Grzybowski is also director of Northwestern's Non-Equilibrium Energy Research Center, which is funded by the U.S. Department of Energy.

"We are interested in new sources of chemical energy, and this energy from the simple breaking of polymers' bonds is not being used," he said. "By surrounding the polymer with a medium, such as water, we can produce environmentally friendly chemical energy. One direction we are pursuing is to use this energy to sanitize water in developing countries. This is possible because hydrogen peroxide produced by squeezed polymers kills bacteria."

The researchers confirmed that mechanical deformation -- moderate squeezing -- created free radicals in the polymers.
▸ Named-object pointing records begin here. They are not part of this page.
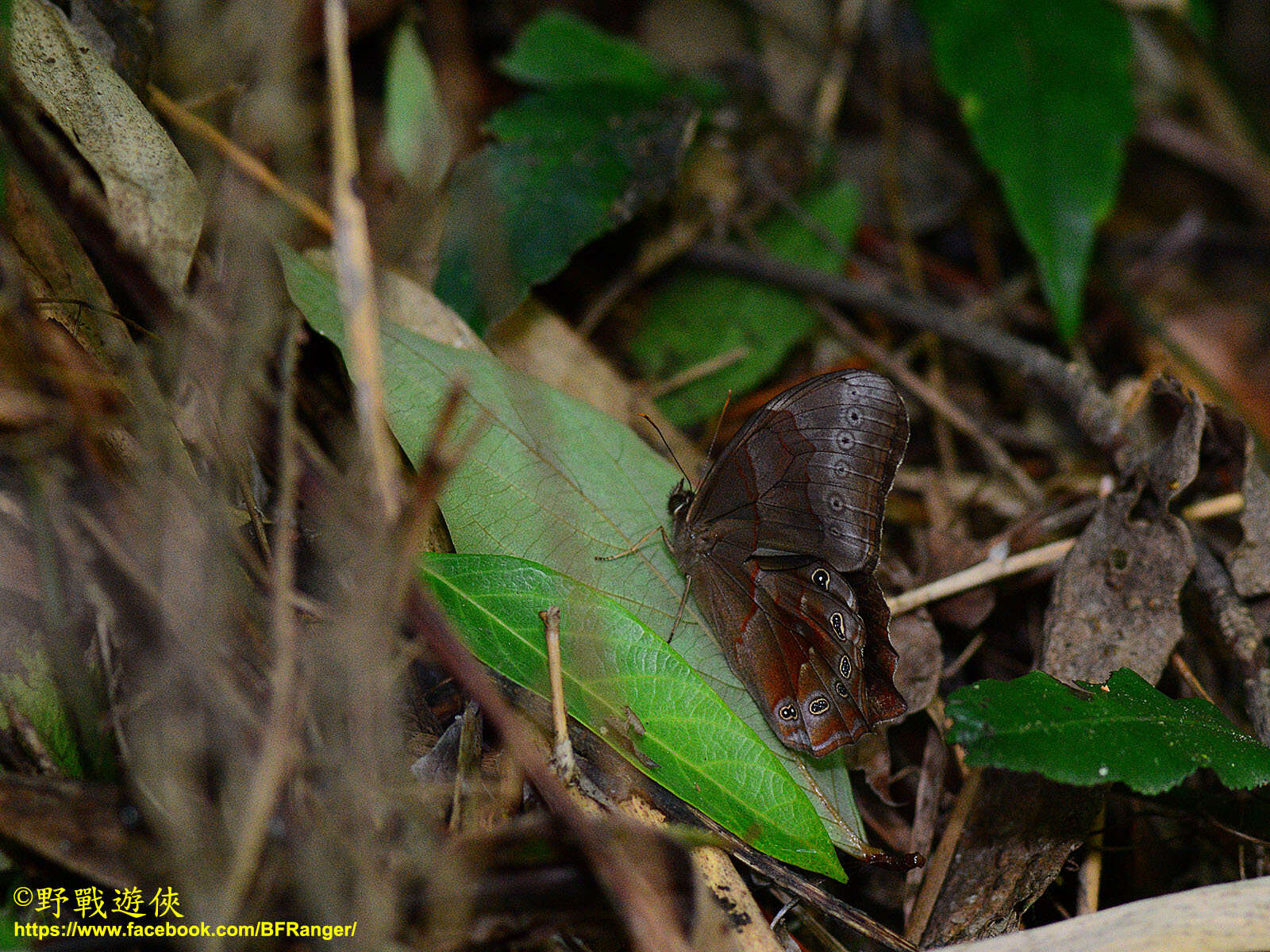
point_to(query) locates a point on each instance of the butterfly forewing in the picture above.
(812, 470)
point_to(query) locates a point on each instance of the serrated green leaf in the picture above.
(572, 164)
(698, 315)
(1123, 730)
(556, 482)
(1045, 90)
(702, 753)
(558, 48)
(416, 129)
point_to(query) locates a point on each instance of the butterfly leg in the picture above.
(638, 546)
(679, 612)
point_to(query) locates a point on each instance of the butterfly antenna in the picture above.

They also determined the number of radicals produced in a polymer under pressure is approximately 1016 (10 to the 16th) radicals per cubic centimeter of polymer -- a substantial amount.

They next filled polymer tubes with water, squeezed the tubes and measured the total number of radicals that migrated into the surrounding solution. They found that nearly 80 percent of the radicals made the trip.
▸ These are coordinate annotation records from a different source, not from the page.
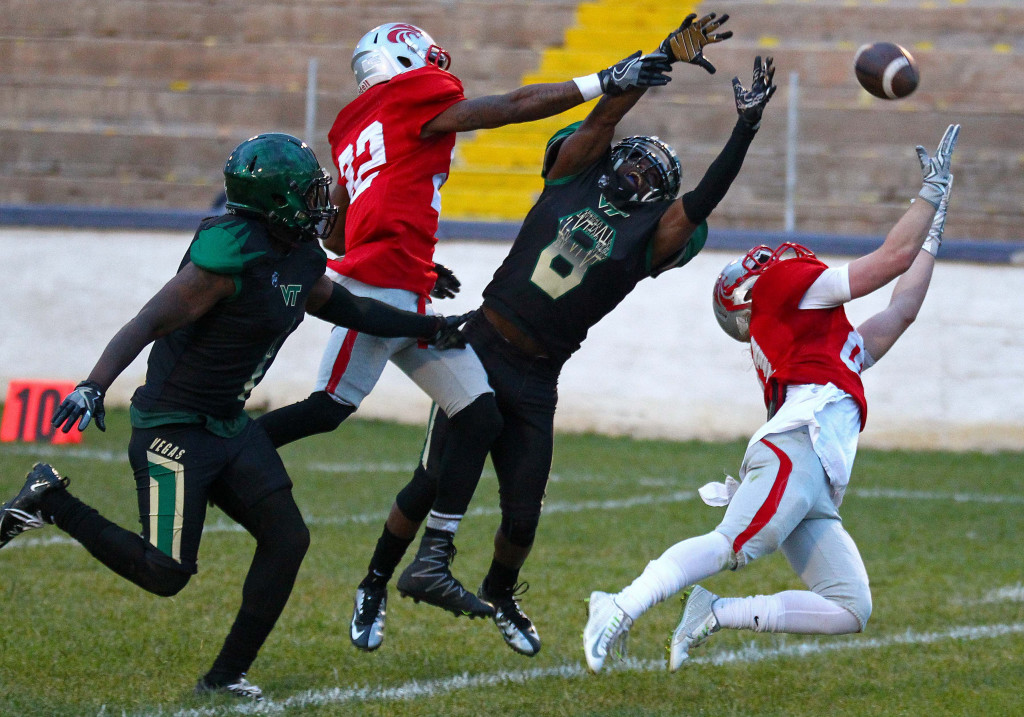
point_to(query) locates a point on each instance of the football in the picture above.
(886, 70)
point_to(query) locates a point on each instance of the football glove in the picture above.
(934, 240)
(935, 170)
(635, 71)
(686, 43)
(449, 334)
(446, 285)
(82, 405)
(751, 103)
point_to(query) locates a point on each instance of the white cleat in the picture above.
(697, 624)
(606, 631)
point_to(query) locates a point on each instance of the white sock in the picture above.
(443, 521)
(800, 612)
(684, 563)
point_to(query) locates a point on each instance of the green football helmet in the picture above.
(278, 177)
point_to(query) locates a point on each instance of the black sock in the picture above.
(388, 553)
(501, 580)
(243, 642)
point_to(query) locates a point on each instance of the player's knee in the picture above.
(325, 414)
(855, 596)
(481, 420)
(416, 498)
(519, 523)
(860, 604)
(161, 575)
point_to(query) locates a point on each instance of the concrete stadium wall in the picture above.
(658, 366)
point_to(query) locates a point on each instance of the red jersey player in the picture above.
(788, 305)
(392, 146)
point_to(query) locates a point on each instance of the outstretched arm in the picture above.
(881, 331)
(677, 225)
(546, 99)
(903, 242)
(189, 294)
(339, 306)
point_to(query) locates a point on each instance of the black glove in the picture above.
(449, 335)
(750, 103)
(635, 71)
(686, 44)
(446, 285)
(86, 402)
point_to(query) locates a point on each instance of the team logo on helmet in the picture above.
(731, 296)
(400, 32)
(393, 48)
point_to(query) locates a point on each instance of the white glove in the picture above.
(935, 170)
(934, 240)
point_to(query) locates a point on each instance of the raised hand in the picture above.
(936, 170)
(687, 42)
(635, 71)
(85, 403)
(751, 102)
(446, 285)
(934, 240)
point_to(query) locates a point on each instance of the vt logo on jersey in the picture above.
(608, 208)
(291, 293)
(584, 240)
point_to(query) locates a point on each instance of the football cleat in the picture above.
(606, 632)
(517, 630)
(697, 624)
(238, 686)
(367, 629)
(428, 579)
(24, 511)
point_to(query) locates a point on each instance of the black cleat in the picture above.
(517, 629)
(237, 686)
(429, 579)
(24, 511)
(367, 630)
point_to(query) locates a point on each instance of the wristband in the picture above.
(590, 86)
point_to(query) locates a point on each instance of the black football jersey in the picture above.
(576, 258)
(210, 367)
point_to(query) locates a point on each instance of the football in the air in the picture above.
(886, 70)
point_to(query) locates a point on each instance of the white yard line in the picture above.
(313, 520)
(356, 694)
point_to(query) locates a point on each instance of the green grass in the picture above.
(79, 640)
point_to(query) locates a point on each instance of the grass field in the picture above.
(940, 535)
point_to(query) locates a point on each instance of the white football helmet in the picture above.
(731, 298)
(391, 49)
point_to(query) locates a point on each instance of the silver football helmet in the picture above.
(731, 297)
(644, 169)
(391, 49)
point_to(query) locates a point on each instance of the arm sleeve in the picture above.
(377, 318)
(701, 201)
(832, 288)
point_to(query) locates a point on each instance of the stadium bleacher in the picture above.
(134, 103)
Grzybowski and his team demonstrated they can squeeze a polymer, such as what might be found in a shoe, tire or plastic bag, and get a mechanical-to-chemical energy conversion of up to 30 percent -- approaching the energy efficiency of a car engine.

The hydrogen peroxide produced when a polymer surrounded by water is squeezed can power a variety of chemical reactions, including fluorescence, nanoparticle synthesis and dye bleaching, the researchers showed.
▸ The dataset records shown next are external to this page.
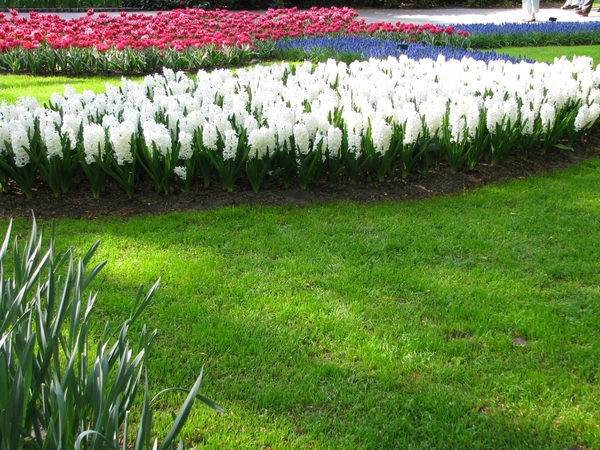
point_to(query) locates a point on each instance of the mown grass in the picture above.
(547, 54)
(469, 321)
(389, 325)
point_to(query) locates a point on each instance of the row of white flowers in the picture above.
(299, 121)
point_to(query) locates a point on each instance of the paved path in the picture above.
(444, 16)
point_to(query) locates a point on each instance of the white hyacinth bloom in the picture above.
(262, 142)
(19, 140)
(210, 136)
(381, 132)
(93, 142)
(548, 116)
(119, 137)
(354, 143)
(157, 134)
(231, 144)
(301, 138)
(4, 137)
(180, 172)
(334, 141)
(71, 126)
(185, 140)
(51, 140)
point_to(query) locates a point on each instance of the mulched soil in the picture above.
(80, 203)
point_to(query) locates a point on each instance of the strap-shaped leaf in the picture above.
(184, 412)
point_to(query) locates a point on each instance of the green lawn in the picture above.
(469, 321)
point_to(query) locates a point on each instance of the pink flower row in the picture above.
(183, 28)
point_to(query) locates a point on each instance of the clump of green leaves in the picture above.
(58, 389)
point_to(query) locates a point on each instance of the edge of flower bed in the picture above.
(69, 10)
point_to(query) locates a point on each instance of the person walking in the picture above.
(532, 7)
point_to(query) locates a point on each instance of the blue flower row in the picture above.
(379, 48)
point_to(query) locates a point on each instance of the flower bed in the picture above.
(182, 39)
(301, 123)
(363, 48)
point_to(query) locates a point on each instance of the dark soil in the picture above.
(80, 203)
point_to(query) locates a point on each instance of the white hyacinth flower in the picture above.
(334, 141)
(119, 137)
(262, 142)
(157, 134)
(180, 172)
(301, 138)
(51, 140)
(93, 142)
(4, 137)
(210, 136)
(231, 144)
(185, 140)
(382, 133)
(19, 140)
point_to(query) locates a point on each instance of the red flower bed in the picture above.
(183, 28)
To illustrate the process, they converted a Nike Air LeBron shoe into a "lightning shoe," where the air pockets in the polymeric sole are filled with a solution of a compound that lights up in the presence of radicals. After a person walked in the shoe for 30 minutes or more, enough radicals were created to generate a blue glow visible to the naked eye.

The researchers studied seven different polymers, including a number of particular public interest. Poly(dimethylsiloxane), a silicon-based material commonly used in medical implants, was one of them. In the lab experiments, the medium surrounding the polymer and the amount of pressure exerted on the material were similar to what would be found in the human body, Grzybowski pointed out.

"Our findings are somewhat worrisome since every polymeric implant in the human body experiences mechanical stresses and, as we now know, can produce harmful free radicals and liberate them into surrounding tissues, which may contribute to diseases such as cancer, stroke, myocardial infarction, diabetes and other major disorders," Grzybowski said. "With this knowledge, I am quite happy to have a metal implant in my knee, rather than a polymer implant.

"From a scientific perspective, our work proves yet again that a phenomenon can be useful or harmful depending on how we implement it," he said. "The same polymer can be a useful source of energy when outside of a human body, yet a potential risk hazard when implanted into it."